Внезапно к юрте подбежали: торопливый топот был отчётливо слышен.
— Разрешите, товарищ комбриг? — высокий и широкоплечий Котов вошёл. — Беда, товарищ комбриг... Японец, того... покончил с собой. Харакири...
— А ты куда смотрел. Котов? Ты же начальник разведки бригады, не кто-нибудь! Как это случилось?
— Да вот, мои ребята вывели его по нужде, значит... Ну, он вмиг, даже ещё не оправился, выхватил откуда-то маленький немного кривой нож, с оттянутым назад узким лезвием, острый, как бритва. И где только он его прятал? Ведь наши обыскивали. А они умеют... Только успели развязать его, как вы приказали... Он повернулся спиной, как будто по нужде... Мгновенно выхватил нож и вспорол себе живот... Чёрт!.. Что теперь делать-то, товарищ комбриг? Я готов понести...

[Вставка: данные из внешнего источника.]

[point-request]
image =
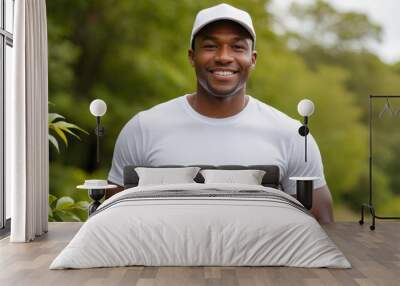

— Успокойся, Котов. Ничего делать не надо. Всё, что он мог сказать, он уже сказал. Так что трагедии особой не произошло. Напишите письменный рапорт, опишите, как всё произошло. На имя начальника штаба бригады. Ясно?
— Так точно, товарищ комбриг!
— Все свободны!
Оставшись один, Волохов тщательно обдумывал события сегодняшней ночи. Они оказались, прямо сказать, редкостные.
В его службе впервые был пойман японский лазутчик. Ну, конечно, потому, наверно, что он, Волохов впервые и попал на фронт, где велись боевые действия против японских войск. Это понятно. Но всё равно событие весьма необычное. Хотя на других фронтах, в мировой войне, да и в гражданской, всяких шпионов ловили немало. Как всё и просто, и сложно у этих самураев. Люди чести. И символ чести — смерть. Странно и страшно. Но вот так... Острый, узкий, чуть искривлённый нож самурая вмиг решил его проблему...
То, что пленник сделал себе харакири, для Волохова не стало такой уж неожиданностью. Он, конечно, и сам догадывался, для чего нужно было самураю освободить свои руки. Чтобы восстановить честь, доказать верность своему микадо, императору. Если бы ему не пообещать, что развяжут руки, он бы вообще ничего не сказал.